I tried to do that, but this model (EOS 70D) seems to have a battery for the date and clock ... but it is internal, It`s a rechargeable battery. 


I guess as a new model, there is no more than the actual firmware, that comes from factory ... so I can`t try to update, since there is no other firmware available. 

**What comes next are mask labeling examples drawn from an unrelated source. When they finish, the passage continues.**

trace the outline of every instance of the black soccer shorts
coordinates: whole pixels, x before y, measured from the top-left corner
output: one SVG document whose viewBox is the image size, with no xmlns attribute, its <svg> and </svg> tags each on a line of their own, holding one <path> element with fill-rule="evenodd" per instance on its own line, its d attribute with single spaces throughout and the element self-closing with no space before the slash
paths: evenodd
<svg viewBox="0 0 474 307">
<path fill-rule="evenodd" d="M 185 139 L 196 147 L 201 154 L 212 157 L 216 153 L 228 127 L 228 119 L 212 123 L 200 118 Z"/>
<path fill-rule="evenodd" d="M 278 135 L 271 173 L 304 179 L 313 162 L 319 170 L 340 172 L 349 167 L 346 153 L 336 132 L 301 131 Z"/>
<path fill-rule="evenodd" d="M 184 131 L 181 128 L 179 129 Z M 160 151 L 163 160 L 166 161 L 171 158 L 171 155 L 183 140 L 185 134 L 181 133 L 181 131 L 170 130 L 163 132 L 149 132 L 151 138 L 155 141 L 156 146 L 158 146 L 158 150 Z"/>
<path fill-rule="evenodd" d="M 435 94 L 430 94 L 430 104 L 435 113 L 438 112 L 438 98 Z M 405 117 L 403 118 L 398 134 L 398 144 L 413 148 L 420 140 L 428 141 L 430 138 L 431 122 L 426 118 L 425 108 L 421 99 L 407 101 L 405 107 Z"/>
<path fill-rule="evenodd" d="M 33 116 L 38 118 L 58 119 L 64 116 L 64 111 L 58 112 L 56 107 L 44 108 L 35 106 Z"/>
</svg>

Anyone have any suggestions before taking it for service?


Thanks!


you can see what's wrong with my 70D here: (the mode selected by the dial, it's not the same on the screen)


----------



## tecboy (Feb 9, 2014)

You can try Clear All Settings, and see what will happen.  I'm sorry to hear that.


----------



## table1349 (Feb 9, 2014)

If you just received it a week ago I would contact the supplier that you purchased it from and see about returning it for a replacement camera.  That is a unique problem that I have not heard of.


----------



## patricio7707 (Feb 9, 2014)

From the menu, I tried: [Clear all camera settings]... nothing happens. The problem persists.
It is not rentable send the camera back to the U.S., for costs and time.

In that case, I prefer contact Canon Argentina (Local).


----------



## table1349 (Feb 9, 2014)

It's up to what ever you want to do.  Personally, If I had a brand new camera for 1 week that quit working, I would rather have a brand new replacement than to have that one fixed.


----------



## patricio7707 (Feb 9, 2014)

gryphonslair99 said:


> It's up to what ever you want to do.  Personally, If I had a brand new camera for 1 week that quit working, I would rather have a brand new replacement than to have that one fixed.



I agree with you. But there are other aspects (distance, cost and import restrictions in my country) so I'm forced to solve the problem here. 
The camera was brought by a friend, worked perfect the first week ...


----------



## Gavjenks (Feb 10, 2014)

Have you tried downloading the same firmware onto a memory card and then doing a firmware "update?"

I'm not sure if it will actually update if it's the same version you already have. But it might. In which case that would basically be a "hard reboot"


----------



## patricio7707 (Feb 10, 2014)

Gavjenks said:


> Have you tried downloading the same firmware onto a memory card and then doing a firmware "update?"
> 
> I'm not sure if it will actually update if it's the same version you already have. But it might. In which case that would basically be a "hard reboot"



I guess it's because it's a new model .... But I don´t find the current firmware to re-install. Canon han´t released an update yet.




   In some of the CDs that come with the box ... is the current firmware?


----------